A sharply divided Court of Appeals has denied Maryland bar admission to an applicant who failed to disclose information related to an alleged probation violation.
While both the state Board of Law Examiners and a character committee that conducted a hearing on Otion Gjini’s fitness to practice law recommended that Gjini be admitted, the state’s top court found that his failure to supplement his application amounted to an unacceptable lack of candor for a would-be attorney.
“We are not persuaded that Gjini’s failure to disclose is mitigated in any way by his various excuses which varied from initially not knowing he had to disclose, then with his assumption that he did not have to disclose and finally, that his failure was a calculated error,” retired Judge Lynne A. Battaglia wrote Thursday for the court’s majority. “We have consistently stated that disclosure on the Bar application and supplementation is mandatory.”
Said Mark E. Sobel, Gjini’s lawyer before the Court of Appeals: “Mr. Gjini disagrees with the decision, he’s disappointed with the decision, and he is looking for his next steps to be admitted to the bar of Maryland.”
Sobel is with The Law Offices of James E. Crawford Jr. & Associates LLC in Baltimore.
On his bar application, Gjini responded to a question asking for a complete record of his involvement in criminal proceedings by stating he had received a probation before judgment after being charged with driving while impaired by alcohol in 2013, according to the court’s ruling. His probation included a requirement that he successfully complete a local Health Department alcohol treatment program, according to the ruling.
After interviewing Gjini, David DeJong, a member of the Character Committee for the 7th Appellate Circuit, concluded Gjini had failed to prove his character and moral fitness to practice law, citing concerns about Gjini’s “extensive” record of driving offenses, as well as the impropriety of online comments Gjini had written while in law school.
The character committee set a hearing date for Gjini, but before the hearing was held, his probation officer alleged Gjini failed to verify he completed an alcohol treatment program, the opinion states. A corresponding show cause order required Gjini to appear in Montgomery County District Court, which he did several days before the character committee hearing. There, a judge found Gjini had not satisfied the alcohol education requirement of his probation because he had chosen an online program, rather than in-person one, and gave him 60 days to complete an appropriate program.
Gjini did not supplement his bar application with any information about the alleged probation violation or the district court proceedings, according to the Court of Appeals. Instead, the character committee chair discovered the petition to violate probation on the Maryland Judiciary’s Case Search website.
“We are only able to evaluate Gjini’s lack of candor because a Character Committee member was doing his ‘job’ and found information that was material to the evaluation of Gjini’s character and fitness,” Battaglia wrote. “… Gjini’s disregard of his obligation to disclose, whether because of ignorance or calculated error does not warrant his admission to the Bar of Maryland.”
The committee questioned Gjini about the omission of the probation-related proceedings from his application but ultimately recommended him for the bar in a split decision. The state Board of Law Examiners, after reviewing the committee report, held a hearing in December on the matter and unanimously voted to recommend Gjini’s admission.

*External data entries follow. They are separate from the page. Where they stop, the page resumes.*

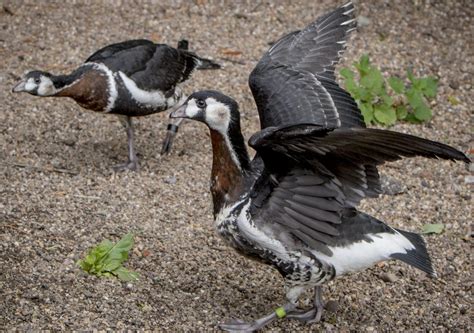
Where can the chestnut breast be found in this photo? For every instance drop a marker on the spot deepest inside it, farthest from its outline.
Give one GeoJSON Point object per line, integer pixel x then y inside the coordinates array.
{"type": "Point", "coordinates": [91, 91]}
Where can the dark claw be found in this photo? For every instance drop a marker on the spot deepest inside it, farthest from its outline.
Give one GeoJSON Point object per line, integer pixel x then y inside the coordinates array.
{"type": "Point", "coordinates": [168, 142]}
{"type": "Point", "coordinates": [132, 166]}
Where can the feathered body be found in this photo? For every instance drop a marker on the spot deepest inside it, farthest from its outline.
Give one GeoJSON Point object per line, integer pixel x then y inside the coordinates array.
{"type": "Point", "coordinates": [128, 79]}
{"type": "Point", "coordinates": [294, 206]}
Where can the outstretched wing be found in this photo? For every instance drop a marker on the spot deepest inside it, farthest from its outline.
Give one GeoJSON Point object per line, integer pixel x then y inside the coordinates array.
{"type": "Point", "coordinates": [151, 66]}
{"type": "Point", "coordinates": [349, 154]}
{"type": "Point", "coordinates": [314, 179]}
{"type": "Point", "coordinates": [294, 81]}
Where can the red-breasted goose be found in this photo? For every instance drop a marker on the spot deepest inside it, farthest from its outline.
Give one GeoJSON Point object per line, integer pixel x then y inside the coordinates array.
{"type": "Point", "coordinates": [294, 205]}
{"type": "Point", "coordinates": [129, 79]}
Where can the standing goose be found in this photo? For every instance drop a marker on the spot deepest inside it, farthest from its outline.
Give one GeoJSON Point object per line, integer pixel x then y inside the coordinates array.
{"type": "Point", "coordinates": [130, 79]}
{"type": "Point", "coordinates": [294, 205]}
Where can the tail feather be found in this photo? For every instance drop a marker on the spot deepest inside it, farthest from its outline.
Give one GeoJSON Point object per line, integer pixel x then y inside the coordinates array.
{"type": "Point", "coordinates": [203, 63]}
{"type": "Point", "coordinates": [417, 257]}
{"type": "Point", "coordinates": [183, 44]}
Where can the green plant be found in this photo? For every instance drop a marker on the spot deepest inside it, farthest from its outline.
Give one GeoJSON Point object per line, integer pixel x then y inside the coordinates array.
{"type": "Point", "coordinates": [406, 102]}
{"type": "Point", "coordinates": [106, 259]}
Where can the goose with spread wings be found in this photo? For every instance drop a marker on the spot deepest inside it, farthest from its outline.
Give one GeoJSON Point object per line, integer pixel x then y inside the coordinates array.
{"type": "Point", "coordinates": [294, 206]}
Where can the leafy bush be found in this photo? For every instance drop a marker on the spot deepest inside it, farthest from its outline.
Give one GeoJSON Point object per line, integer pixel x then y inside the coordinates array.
{"type": "Point", "coordinates": [106, 259]}
{"type": "Point", "coordinates": [406, 102]}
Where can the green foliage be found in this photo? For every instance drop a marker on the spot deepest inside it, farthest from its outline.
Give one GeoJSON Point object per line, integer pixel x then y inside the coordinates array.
{"type": "Point", "coordinates": [432, 228]}
{"type": "Point", "coordinates": [406, 102]}
{"type": "Point", "coordinates": [106, 259]}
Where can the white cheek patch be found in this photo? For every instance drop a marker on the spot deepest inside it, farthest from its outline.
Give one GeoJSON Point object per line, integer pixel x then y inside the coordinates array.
{"type": "Point", "coordinates": [191, 109]}
{"type": "Point", "coordinates": [217, 115]}
{"type": "Point", "coordinates": [30, 85]}
{"type": "Point", "coordinates": [46, 87]}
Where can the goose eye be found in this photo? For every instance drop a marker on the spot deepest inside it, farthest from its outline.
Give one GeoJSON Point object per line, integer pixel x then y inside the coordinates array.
{"type": "Point", "coordinates": [201, 103]}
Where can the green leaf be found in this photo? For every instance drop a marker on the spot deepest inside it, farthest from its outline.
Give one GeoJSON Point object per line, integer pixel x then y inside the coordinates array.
{"type": "Point", "coordinates": [432, 228]}
{"type": "Point", "coordinates": [423, 113]}
{"type": "Point", "coordinates": [367, 112]}
{"type": "Point", "coordinates": [373, 80]}
{"type": "Point", "coordinates": [410, 75]}
{"type": "Point", "coordinates": [414, 97]}
{"type": "Point", "coordinates": [453, 100]}
{"type": "Point", "coordinates": [385, 115]}
{"type": "Point", "coordinates": [412, 119]}
{"type": "Point", "coordinates": [107, 258]}
{"type": "Point", "coordinates": [396, 84]}
{"type": "Point", "coordinates": [429, 86]}
{"type": "Point", "coordinates": [363, 66]}
{"type": "Point", "coordinates": [402, 112]}
{"type": "Point", "coordinates": [124, 274]}
{"type": "Point", "coordinates": [351, 86]}
{"type": "Point", "coordinates": [347, 73]}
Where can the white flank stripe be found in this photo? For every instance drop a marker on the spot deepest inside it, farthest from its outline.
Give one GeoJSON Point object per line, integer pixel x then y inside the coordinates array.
{"type": "Point", "coordinates": [151, 99]}
{"type": "Point", "coordinates": [361, 255]}
{"type": "Point", "coordinates": [348, 22]}
{"type": "Point", "coordinates": [113, 93]}
{"type": "Point", "coordinates": [258, 237]}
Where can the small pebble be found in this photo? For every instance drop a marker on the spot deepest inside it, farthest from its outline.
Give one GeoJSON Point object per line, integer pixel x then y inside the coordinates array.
{"type": "Point", "coordinates": [363, 21]}
{"type": "Point", "coordinates": [170, 180]}
{"type": "Point", "coordinates": [388, 277]}
{"type": "Point", "coordinates": [469, 180]}
{"type": "Point", "coordinates": [332, 306]}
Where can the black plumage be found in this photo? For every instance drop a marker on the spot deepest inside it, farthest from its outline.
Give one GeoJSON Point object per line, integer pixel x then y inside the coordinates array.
{"type": "Point", "coordinates": [294, 205]}
{"type": "Point", "coordinates": [129, 79]}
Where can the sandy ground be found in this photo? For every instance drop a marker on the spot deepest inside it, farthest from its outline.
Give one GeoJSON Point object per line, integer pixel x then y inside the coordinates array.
{"type": "Point", "coordinates": [59, 196]}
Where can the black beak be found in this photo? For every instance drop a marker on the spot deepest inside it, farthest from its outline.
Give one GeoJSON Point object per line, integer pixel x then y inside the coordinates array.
{"type": "Point", "coordinates": [180, 112]}
{"type": "Point", "coordinates": [19, 87]}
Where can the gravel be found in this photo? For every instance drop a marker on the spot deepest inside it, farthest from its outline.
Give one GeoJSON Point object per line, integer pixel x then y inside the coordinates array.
{"type": "Point", "coordinates": [59, 196]}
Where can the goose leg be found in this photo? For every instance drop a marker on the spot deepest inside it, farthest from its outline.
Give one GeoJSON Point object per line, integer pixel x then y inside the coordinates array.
{"type": "Point", "coordinates": [132, 163]}
{"type": "Point", "coordinates": [313, 315]}
{"type": "Point", "coordinates": [242, 326]}
{"type": "Point", "coordinates": [170, 134]}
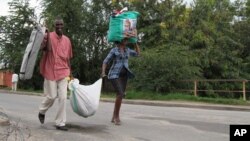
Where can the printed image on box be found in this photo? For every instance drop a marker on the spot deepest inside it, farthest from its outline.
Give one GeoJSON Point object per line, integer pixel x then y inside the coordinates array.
{"type": "Point", "coordinates": [123, 25]}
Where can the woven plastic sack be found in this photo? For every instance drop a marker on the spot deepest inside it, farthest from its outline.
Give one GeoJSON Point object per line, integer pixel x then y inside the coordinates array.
{"type": "Point", "coordinates": [84, 99]}
{"type": "Point", "coordinates": [31, 52]}
{"type": "Point", "coordinates": [121, 24]}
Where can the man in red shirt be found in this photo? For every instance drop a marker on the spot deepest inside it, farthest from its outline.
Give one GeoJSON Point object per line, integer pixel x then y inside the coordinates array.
{"type": "Point", "coordinates": [55, 67]}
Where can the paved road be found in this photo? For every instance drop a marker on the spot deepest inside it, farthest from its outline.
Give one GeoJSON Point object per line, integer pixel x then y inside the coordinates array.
{"type": "Point", "coordinates": [140, 122]}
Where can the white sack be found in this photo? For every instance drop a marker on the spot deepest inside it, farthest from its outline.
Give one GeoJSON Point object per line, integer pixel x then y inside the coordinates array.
{"type": "Point", "coordinates": [84, 99]}
{"type": "Point", "coordinates": [31, 52]}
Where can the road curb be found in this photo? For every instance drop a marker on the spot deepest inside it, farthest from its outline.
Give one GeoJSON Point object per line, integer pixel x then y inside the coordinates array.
{"type": "Point", "coordinates": [184, 104]}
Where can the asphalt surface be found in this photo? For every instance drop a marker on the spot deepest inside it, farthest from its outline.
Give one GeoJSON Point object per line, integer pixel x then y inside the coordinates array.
{"type": "Point", "coordinates": [4, 118]}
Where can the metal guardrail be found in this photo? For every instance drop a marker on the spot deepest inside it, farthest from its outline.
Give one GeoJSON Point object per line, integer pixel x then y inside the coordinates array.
{"type": "Point", "coordinates": [195, 90]}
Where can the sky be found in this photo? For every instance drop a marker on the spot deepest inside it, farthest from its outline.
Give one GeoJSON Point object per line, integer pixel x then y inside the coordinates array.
{"type": "Point", "coordinates": [4, 7]}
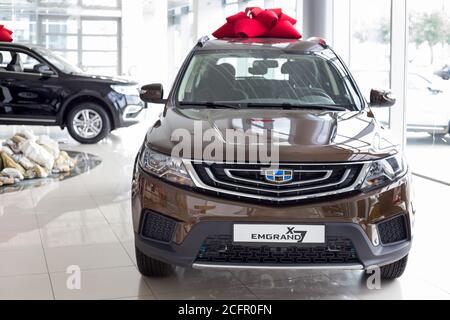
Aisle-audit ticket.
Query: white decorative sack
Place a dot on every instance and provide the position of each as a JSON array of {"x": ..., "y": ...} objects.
[
  {"x": 38, "y": 154},
  {"x": 27, "y": 134},
  {"x": 50, "y": 144},
  {"x": 12, "y": 173}
]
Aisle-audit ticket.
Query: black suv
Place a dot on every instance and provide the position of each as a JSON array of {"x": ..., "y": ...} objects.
[{"x": 38, "y": 87}]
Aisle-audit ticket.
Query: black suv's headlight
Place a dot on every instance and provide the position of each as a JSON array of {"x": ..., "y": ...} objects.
[
  {"x": 165, "y": 167},
  {"x": 385, "y": 171}
]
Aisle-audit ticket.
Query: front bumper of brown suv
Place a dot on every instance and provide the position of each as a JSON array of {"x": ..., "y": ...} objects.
[{"x": 192, "y": 228}]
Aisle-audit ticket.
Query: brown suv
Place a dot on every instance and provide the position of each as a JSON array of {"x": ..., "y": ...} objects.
[{"x": 333, "y": 192}]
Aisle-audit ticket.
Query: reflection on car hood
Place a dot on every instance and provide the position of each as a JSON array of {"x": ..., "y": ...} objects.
[
  {"x": 303, "y": 135},
  {"x": 112, "y": 80}
]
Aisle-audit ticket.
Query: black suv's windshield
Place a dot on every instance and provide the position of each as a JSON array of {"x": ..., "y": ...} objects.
[
  {"x": 58, "y": 61},
  {"x": 255, "y": 79}
]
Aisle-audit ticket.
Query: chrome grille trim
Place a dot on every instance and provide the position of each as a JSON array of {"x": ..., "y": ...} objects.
[
  {"x": 345, "y": 177},
  {"x": 327, "y": 173},
  {"x": 355, "y": 186}
]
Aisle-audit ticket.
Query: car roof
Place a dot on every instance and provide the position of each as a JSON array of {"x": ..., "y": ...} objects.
[
  {"x": 17, "y": 45},
  {"x": 294, "y": 45}
]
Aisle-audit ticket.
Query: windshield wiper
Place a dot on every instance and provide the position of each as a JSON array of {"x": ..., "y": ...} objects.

Judge Sally D. Adkins, in a dissent joined by Chief Judge Mary Ellen Barbera and Judge Robert N. McDonald, wrote she agreed with both the Board of Law Examiners and the character committee that Gjini.
“His alleged violation of probation — the taking of an online course rather than participating in an appropriate course in-person — is a rather minor transgression,” Adkins wrote. “Although Mr. Gjini was clearly under the obligation to supplement his Application for Bar Admission, not doing so under these circumstances should not constitute the basis for denying him the privilege of practicing law for which he has studied.”
The case is In the Matter of the Application of Otion Gjini to the Bar of Maryland, Misc. No. 32, September Term 2015.